Alain Debord écrit par exemple que selon Trifyl, le deuxième paragraphe de l’amendement est « très peu explicite » et « reste susceptible de contredire tout ce qui précède et de tenir en échec les bonnes résolutions » du premier paragraphe. Selon le syndicat, « les hypothèses de mise en œuvre “d’autres dispositifs de consigne” […] ne sont pas définies. » Le texte est aussi « très flou sur les conditions requises » pour décider de la mise en œuvre de la consigne. Selon Trifyl, «il est établi que la consigne sert beaucoup plus les intérêts des metteurs en marché que la défense de l’environnement ». Et il s’inquiète de ce qu’il estime être une « prétendue obligation » de faire un point sur les performances de collecte qui « ne gênera pas beaucoup les industriels pollueurs et permettra le retour de la consigne dans les conditions initiales, malgré l’opposition massive de tous les opérateurs publics et privés… »

Pour Trifyl, « les paragraphes 3 et 4 » de l’amendement « ne font » par ailleurs « qu’ajouter à la confusion ».

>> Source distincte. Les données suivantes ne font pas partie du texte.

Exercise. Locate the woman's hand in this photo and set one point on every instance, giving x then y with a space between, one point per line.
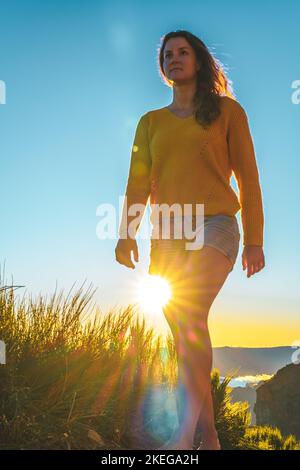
123 251
253 259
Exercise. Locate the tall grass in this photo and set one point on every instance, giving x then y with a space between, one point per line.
77 379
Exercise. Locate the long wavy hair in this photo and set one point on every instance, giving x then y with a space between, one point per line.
211 81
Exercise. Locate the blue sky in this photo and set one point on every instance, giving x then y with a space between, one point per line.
78 76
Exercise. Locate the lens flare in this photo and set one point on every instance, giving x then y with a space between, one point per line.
153 292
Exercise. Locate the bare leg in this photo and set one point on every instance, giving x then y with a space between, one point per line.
187 316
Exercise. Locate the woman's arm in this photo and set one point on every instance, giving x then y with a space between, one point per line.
138 185
136 195
244 166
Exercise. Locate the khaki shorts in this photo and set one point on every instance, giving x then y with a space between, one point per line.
220 231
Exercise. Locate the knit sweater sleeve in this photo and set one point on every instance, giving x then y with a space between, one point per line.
138 183
244 166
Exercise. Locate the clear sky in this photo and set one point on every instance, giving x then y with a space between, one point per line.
78 76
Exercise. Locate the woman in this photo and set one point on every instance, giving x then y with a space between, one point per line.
185 153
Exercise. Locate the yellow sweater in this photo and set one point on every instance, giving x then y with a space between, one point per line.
176 160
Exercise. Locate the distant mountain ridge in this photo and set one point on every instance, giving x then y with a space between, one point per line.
251 361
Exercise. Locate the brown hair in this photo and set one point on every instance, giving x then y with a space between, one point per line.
211 78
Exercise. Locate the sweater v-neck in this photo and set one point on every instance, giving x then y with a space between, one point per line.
179 117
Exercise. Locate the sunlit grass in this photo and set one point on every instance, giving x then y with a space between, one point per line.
153 292
76 379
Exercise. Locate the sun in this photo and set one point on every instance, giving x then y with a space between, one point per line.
153 292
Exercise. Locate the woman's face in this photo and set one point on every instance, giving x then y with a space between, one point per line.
180 61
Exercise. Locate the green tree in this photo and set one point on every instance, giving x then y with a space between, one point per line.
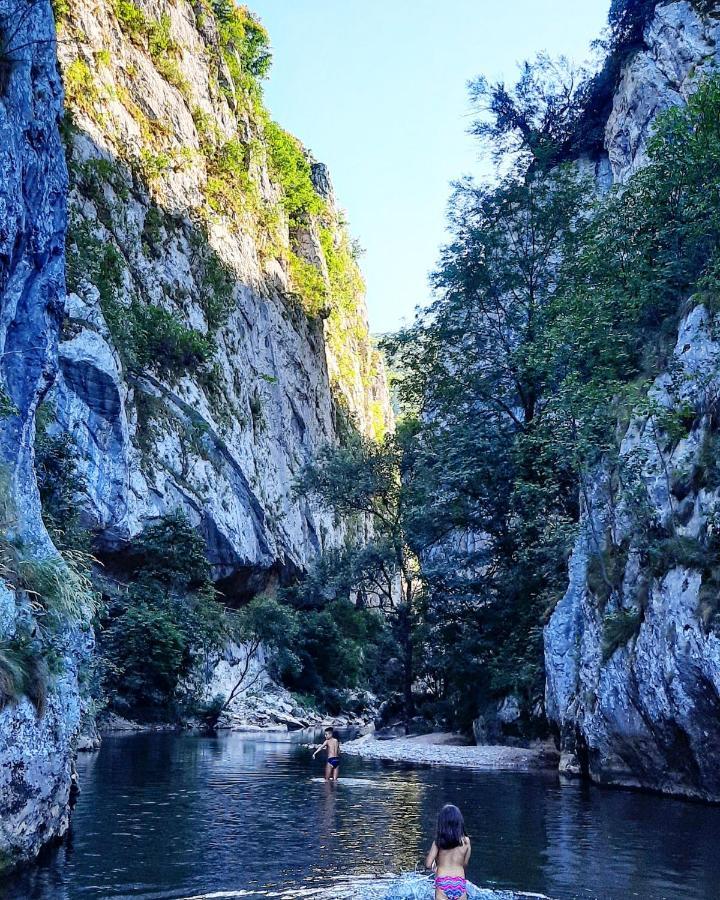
362 481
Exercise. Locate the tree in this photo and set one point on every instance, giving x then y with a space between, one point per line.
362 481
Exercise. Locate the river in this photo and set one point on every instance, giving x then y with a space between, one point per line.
177 816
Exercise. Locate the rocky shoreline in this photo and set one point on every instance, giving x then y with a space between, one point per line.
449 750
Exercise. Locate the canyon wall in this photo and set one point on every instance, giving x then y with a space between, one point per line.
212 337
633 678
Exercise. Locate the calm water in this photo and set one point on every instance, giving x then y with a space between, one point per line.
167 816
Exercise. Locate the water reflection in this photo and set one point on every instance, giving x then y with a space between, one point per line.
178 816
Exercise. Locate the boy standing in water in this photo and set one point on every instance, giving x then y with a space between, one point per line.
332 745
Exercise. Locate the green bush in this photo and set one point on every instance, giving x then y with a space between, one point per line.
291 169
160 341
245 44
23 673
132 20
162 627
618 629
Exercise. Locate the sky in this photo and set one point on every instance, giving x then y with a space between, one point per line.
377 89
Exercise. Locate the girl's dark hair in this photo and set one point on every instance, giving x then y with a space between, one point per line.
451 827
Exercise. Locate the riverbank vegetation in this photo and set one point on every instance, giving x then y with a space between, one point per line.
557 305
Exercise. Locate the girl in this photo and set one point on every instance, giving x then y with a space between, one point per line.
449 855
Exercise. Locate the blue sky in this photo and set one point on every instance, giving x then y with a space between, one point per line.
377 89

Le syndicat estime donc que l’amendement du gouvernement « n’apporte aucune visibilité aux collectivités pour leurs décisions d’investissement ». Et il se demande « quel sera le bon modèle économique pour les centres de tri » en 2023 (date prévue pour l’éventuelle mise en place de la consigne), « Citeo expliquant que le modèle actuel serait totalement inadapté en cas de consigne ».

En conclusion, Trifyl rappelle que « c’est aujourd’hui que les collectivités doivent se décider à investir, mais [que] faute de précisions sérieuses, elles ne pourront pas le faire et maintiendront le statu quo, laissant l’extension des consignes de tri lettre morte… » On peut difficilement être plus clair…

Ainsi, la réponse que Trifyl avait faite à Marie-Christine Verdier-Jouclas n’était en rien un plaidoyer en faveur de l’amendement du gouvernement, comme l’a présenté la députée, mais bien un réquisitoire contre le texte et contre le dispositif de consigne tel que prévu.

Nous avons sollicité à deux reprises Marie-Christine Verdier-Jouclas pour avoir quelques explications sur sa curieuse façon de citer et d’interpréter la position de Trifyl. Elle ne nous a pas répondu.

1. Voir le compte rendu des débats sur le site Internet de l’Assemblée.